Ketika sebuah rencana dapat terlaksana. selesai. Selesaikah hidup?
Kita butuh rencana lain untuk tetap dinamis. Rencana dibutuhkan untuk menjaga eksistensi kemanusiaan kita, bahwa kita ada dan manfaat.

Bu Retno mulai bercermin ulang. Kegiatan hariannya tak kurang. Kerja kantor, urusan rumah (nyuci, nyetrika, ngepel, masak plus beres-beres rumah. Ia tidak punya pembantu) menemani anak-anak belajar, mengisi kajian di masjid dan kegiatan PKK di komplek rumahnya. Itu yang disebut monoton? Bu Retno sadar, kegiatannya penuh. Tapi, ia merasa mulai jenuh. Artinya dia harus membuat rencana baru. Sebuah loncatan besar? Apa?

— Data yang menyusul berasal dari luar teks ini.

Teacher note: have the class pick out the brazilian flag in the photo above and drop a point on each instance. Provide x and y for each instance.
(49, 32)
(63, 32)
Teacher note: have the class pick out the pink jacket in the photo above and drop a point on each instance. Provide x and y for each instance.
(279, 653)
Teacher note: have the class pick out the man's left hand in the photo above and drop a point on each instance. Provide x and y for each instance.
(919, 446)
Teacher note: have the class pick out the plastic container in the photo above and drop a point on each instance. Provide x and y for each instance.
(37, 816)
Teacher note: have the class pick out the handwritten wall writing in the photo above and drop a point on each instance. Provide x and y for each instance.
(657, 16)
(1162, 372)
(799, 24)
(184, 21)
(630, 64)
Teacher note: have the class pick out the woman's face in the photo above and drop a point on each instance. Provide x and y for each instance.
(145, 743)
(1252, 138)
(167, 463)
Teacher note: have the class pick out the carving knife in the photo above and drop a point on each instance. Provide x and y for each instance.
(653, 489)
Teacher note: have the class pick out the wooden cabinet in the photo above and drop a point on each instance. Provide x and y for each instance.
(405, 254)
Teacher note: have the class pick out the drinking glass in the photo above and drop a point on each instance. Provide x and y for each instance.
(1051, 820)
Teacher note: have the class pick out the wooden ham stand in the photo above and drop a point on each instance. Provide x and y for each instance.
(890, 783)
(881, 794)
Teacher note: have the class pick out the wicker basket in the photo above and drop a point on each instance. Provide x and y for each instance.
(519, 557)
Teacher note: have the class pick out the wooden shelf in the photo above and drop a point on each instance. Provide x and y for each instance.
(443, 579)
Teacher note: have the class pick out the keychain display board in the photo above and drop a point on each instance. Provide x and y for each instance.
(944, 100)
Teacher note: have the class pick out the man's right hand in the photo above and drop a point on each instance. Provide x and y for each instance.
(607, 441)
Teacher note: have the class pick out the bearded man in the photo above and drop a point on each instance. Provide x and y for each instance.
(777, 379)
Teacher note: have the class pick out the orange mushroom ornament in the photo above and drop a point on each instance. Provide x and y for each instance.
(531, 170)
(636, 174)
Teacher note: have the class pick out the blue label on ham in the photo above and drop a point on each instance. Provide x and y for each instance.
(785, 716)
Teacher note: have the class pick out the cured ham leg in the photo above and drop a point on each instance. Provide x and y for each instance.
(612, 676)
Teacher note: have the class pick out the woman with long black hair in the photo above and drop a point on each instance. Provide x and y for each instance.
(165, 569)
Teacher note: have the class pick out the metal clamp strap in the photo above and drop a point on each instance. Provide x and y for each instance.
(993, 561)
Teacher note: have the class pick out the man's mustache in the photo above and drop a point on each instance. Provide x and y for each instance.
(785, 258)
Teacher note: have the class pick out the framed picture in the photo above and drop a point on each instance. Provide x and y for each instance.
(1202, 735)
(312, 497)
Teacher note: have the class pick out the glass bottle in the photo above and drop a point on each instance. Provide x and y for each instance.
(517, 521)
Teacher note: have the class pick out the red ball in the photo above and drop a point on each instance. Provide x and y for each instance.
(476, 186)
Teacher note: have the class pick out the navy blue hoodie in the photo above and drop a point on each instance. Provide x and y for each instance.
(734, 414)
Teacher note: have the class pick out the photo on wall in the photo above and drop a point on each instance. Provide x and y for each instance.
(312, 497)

Di tangannya sebatang pencil dan sebuah buku kecil. Di benaknya sependar bintang … kemana akan diterbangkan?

Mimpi, cita-cita, atau rencana memang tak pernah kenal batas usia. Sejenak saja ia diam, untuk mengambil ancang-ancang berlari, bersama anak-anaknya.

Kamis, 25 Oktober 2012

“Perjalanan Aksara : (kadang tak terduga)”




Ketika hati menyimpan cerita luka, energy tersedot habis olehnya. Pikiran penat, wajah tidak nampak bagus (bayangkan wajah cantik yang tertekuk berlipat sepuluh), badan seakan habis memanggul berkarung-karung beras (emang pernah ya ngangkut  beras?). Ketika ada yang bertanya, jawabannya meninggi saja. Kasihan sang penanya, kena semprot teu pupuguh,  dan sesudahnya ada sesal dan perasaan bersalah. Tambah lagi deh masalah. Pokoknya parah!

Selalu, manusia butuh mengalir. Saat mengalir, manusia menjalani dunianya, meliuk, menyempit diantara bebatuan, menghantam karang, menembus lorong, berakrobat trapeze, apapun namanya, dengan leluasa. Atau sesekali diam dalam delta, tergantung ia perlu. Saat mengalir, manusia hidup. Tak ada luapan. Tak ada kebiri.  Semula, dengan kejam  aku menyumbat aliran itu, bahkan dengan sengaja semakin menambah sumbatannya dengan berbaik-baik kepada sang penghunus pedang, dengan harapan aku bisa membunuh rasa sakithatiku akibat ulahnya. Akibatnya, aku menerkam diriku sendiri, melumatnya habis hingga tak bisa lagi bernafas!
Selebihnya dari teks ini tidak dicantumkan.